You build mappings with the NewProperties builder and pass the same instance to your index, your collection, and your searches:

use Sigmie\Mappings\NewProperties;
 
$props = new NewProperties;
$props->title('title');
$props->name('director');
$props->number('year')->integer();
 
$sigmie->newIndex('movies')->properties($props)->create();
$sigmie->collect('movies')->properties($props);
$sigmie->newSearch('movies')->properties($props)->queryString('matrix')->get();

Reusing the same $props is what lets Sigmie generate the right queries for each field.

High-level types

Title

For short, searchable text — movie titles, article titles, product names.

$props->title('name');

Name

For personal and place names.
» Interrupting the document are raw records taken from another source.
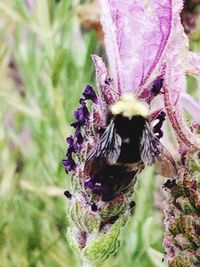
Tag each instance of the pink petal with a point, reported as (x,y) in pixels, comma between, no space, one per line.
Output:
(104,82)
(193,64)
(176,57)
(191,106)
(135,36)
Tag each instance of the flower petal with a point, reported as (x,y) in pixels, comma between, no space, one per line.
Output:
(136,33)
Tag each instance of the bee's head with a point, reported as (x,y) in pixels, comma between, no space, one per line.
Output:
(129,106)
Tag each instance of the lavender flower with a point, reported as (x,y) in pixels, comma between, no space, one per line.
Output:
(182,241)
(142,42)
(190,17)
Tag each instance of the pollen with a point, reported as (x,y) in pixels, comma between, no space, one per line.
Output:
(129,106)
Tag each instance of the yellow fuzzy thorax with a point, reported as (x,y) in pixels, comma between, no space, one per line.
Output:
(129,106)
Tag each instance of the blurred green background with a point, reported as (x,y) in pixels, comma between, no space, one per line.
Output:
(44,65)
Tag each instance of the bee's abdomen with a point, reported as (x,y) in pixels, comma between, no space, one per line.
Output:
(130,130)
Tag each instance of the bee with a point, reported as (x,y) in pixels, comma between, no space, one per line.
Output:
(126,146)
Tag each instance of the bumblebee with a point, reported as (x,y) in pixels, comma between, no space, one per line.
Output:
(127,144)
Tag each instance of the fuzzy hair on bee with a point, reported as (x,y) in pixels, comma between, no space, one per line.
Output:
(125,147)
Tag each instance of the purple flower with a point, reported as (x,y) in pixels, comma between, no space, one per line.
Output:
(82,114)
(148,57)
(69,164)
(90,94)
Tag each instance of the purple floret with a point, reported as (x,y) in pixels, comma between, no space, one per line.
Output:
(90,94)
(69,164)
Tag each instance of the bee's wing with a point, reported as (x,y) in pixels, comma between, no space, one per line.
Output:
(106,151)
(165,164)
(149,145)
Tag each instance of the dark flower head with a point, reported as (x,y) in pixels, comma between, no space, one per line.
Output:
(82,114)
(157,86)
(78,136)
(90,94)
(157,128)
(69,164)
(72,145)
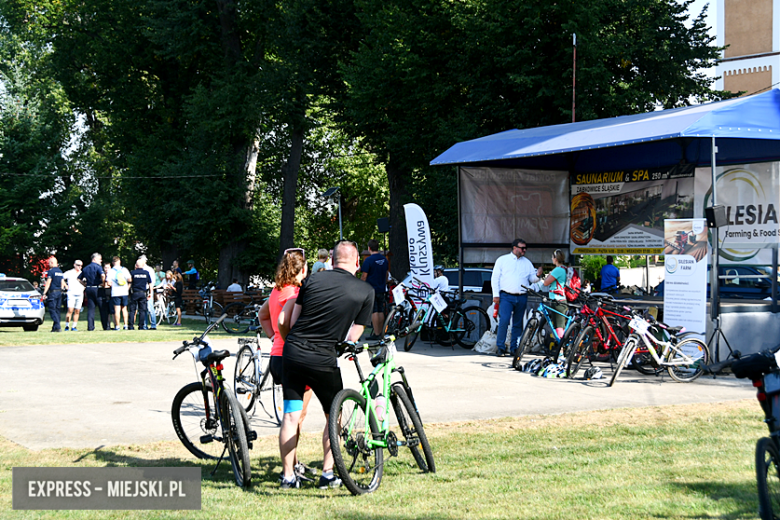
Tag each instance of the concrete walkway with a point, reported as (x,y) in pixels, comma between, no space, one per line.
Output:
(86,396)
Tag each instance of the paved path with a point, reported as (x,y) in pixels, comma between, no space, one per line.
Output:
(93,395)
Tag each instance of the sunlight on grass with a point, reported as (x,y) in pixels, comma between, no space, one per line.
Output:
(692,461)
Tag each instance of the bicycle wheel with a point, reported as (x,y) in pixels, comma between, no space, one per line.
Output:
(234,431)
(411,427)
(470,324)
(768,479)
(625,354)
(359,466)
(195,421)
(525,342)
(238,320)
(212,311)
(579,352)
(695,349)
(245,381)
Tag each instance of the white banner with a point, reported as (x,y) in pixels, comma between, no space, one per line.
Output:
(419,242)
(751,194)
(685,287)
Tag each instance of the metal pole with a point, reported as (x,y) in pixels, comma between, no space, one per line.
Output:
(574,77)
(714,280)
(341,233)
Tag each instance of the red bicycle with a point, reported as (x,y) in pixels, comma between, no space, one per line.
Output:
(599,339)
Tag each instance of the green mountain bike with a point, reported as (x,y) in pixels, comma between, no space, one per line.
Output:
(359,426)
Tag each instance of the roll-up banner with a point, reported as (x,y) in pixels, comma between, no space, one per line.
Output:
(419,242)
(685,286)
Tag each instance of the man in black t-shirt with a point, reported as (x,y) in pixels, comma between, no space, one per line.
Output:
(331,306)
(140,292)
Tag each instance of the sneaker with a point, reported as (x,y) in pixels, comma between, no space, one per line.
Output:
(295,483)
(329,482)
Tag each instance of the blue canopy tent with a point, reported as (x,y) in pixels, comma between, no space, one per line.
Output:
(735,131)
(747,130)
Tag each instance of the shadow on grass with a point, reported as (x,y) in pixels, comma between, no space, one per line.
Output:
(742,497)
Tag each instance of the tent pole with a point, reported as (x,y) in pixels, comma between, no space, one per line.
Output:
(460,237)
(714,280)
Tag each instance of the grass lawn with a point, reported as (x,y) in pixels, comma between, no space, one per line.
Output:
(692,461)
(15,336)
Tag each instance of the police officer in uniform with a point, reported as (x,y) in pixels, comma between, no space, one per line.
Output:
(52,293)
(140,292)
(92,276)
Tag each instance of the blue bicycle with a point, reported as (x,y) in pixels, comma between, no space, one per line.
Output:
(541,330)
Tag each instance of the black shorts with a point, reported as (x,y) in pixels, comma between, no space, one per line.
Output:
(380,303)
(276,366)
(325,383)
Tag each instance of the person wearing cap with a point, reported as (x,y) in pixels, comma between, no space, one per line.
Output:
(511,274)
(193,274)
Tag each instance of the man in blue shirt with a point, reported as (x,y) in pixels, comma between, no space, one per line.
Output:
(52,293)
(92,276)
(374,271)
(610,277)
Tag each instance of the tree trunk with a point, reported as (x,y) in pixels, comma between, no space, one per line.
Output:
(290,174)
(399,251)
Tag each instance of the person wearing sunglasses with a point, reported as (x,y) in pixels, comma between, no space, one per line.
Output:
(511,272)
(331,306)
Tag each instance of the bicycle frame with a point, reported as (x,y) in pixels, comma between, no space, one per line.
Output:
(386,369)
(641,329)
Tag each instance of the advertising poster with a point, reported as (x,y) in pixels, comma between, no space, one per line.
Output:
(751,195)
(685,285)
(418,233)
(623,212)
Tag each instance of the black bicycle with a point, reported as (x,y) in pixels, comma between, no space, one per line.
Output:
(762,369)
(206,415)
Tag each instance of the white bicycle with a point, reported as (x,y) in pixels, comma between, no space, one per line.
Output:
(684,357)
(253,379)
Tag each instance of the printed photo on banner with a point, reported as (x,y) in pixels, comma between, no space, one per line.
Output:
(623,212)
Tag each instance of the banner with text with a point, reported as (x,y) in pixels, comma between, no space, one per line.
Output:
(751,195)
(685,286)
(418,234)
(623,212)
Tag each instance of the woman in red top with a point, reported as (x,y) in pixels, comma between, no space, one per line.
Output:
(289,275)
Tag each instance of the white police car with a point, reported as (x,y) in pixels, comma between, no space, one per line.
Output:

Tuned for autocomplete-style matching.

$props->name('director');
$props->name('first_name');
$props->name('city');

Category

For exact-match classification — genres, departments, brands.

$props->category('genre');
$props->category('brand');

Categories can opt into faceting (see Facets):

$props->category('brand')->facetDisjunctive();
$props->category('color')->facetConjunctive();

Tags

For multi-value fields — product tags, attributes, skills.

$props->tags('skills');

Price

For monetary values — supports range queries and histograms.
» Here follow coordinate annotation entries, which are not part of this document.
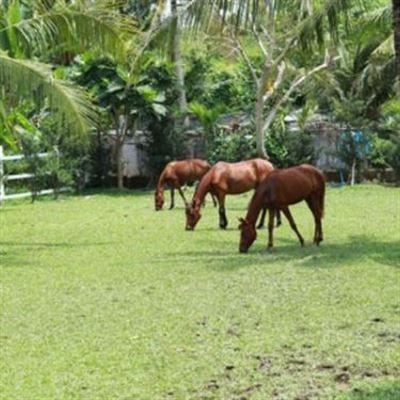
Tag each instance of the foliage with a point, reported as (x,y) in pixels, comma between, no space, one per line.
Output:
(27,33)
(230,146)
(114,301)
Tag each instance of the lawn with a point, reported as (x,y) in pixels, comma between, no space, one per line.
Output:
(103,298)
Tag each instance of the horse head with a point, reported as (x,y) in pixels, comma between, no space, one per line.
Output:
(193,216)
(159,200)
(247,236)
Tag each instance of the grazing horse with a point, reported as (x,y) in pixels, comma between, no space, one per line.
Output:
(227,178)
(175,175)
(279,190)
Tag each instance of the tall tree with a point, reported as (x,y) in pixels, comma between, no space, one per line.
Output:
(176,57)
(396,19)
(30,31)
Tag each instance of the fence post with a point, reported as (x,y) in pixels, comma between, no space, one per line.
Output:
(2,193)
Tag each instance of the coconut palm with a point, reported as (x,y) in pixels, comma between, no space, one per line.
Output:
(396,19)
(30,30)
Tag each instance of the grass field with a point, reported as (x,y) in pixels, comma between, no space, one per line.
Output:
(103,298)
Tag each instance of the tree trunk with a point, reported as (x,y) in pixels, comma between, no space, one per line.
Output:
(176,57)
(260,136)
(120,169)
(353,173)
(396,23)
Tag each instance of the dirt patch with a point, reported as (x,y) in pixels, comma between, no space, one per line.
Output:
(264,363)
(212,385)
(232,332)
(343,378)
(304,396)
(252,388)
(325,367)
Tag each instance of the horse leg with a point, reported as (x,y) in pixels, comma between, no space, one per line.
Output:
(313,205)
(289,217)
(262,219)
(214,200)
(182,195)
(271,215)
(278,218)
(223,222)
(172,199)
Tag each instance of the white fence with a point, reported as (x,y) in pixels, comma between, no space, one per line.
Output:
(6,178)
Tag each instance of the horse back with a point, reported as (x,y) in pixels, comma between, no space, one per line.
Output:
(292,185)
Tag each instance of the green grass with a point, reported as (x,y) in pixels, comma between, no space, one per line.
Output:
(103,298)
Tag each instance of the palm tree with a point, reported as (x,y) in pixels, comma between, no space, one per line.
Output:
(313,21)
(28,34)
(396,19)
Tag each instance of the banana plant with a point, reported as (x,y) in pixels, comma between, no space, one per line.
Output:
(29,30)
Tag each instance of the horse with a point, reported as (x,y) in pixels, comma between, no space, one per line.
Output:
(175,175)
(278,191)
(227,178)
$props->price(); // defaults to field name 'price'
$props->price('amount');

Long text

For descriptions, summaries, comments, articles.
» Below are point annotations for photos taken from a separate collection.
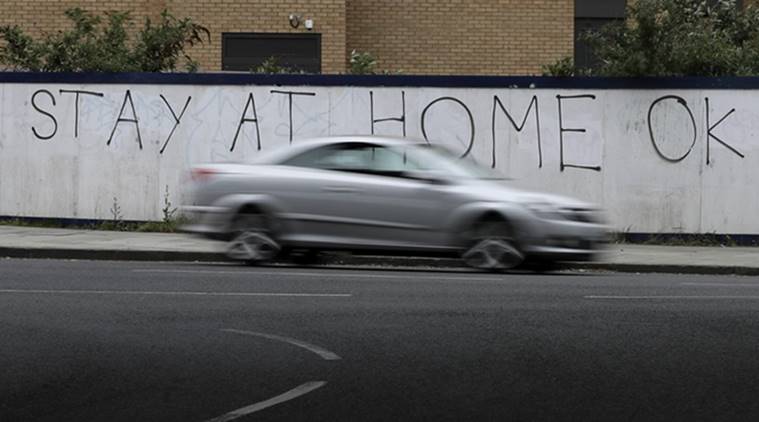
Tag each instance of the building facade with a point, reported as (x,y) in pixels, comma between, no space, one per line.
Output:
(473,37)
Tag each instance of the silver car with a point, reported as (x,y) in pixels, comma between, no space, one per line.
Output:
(385,195)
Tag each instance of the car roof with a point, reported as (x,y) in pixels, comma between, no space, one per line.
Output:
(373,139)
(300,146)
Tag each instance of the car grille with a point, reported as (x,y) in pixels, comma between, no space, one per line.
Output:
(581,215)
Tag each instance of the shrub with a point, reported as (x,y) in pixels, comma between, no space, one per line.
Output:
(94,44)
(676,38)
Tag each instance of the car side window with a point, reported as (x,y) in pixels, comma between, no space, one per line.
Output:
(356,157)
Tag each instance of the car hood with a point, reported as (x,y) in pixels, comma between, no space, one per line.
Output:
(486,190)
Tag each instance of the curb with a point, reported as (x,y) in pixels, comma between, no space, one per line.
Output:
(358,261)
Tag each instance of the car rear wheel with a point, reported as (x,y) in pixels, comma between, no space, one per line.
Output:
(491,246)
(252,240)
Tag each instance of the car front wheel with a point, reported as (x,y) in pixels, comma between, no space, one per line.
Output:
(251,238)
(491,246)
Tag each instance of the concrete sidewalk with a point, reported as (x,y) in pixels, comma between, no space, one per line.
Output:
(28,242)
$props->longText('description');
$props->longText('synopsis');

Short text

For brief, single-line text content.

$props->shortText('headline');

HTML

Strips HTML tags before indexing. Useful for crawled content.

$props->html('content');

Searchable number

Numbers users actually type into a search box — years, phone numbers, reservation IDs.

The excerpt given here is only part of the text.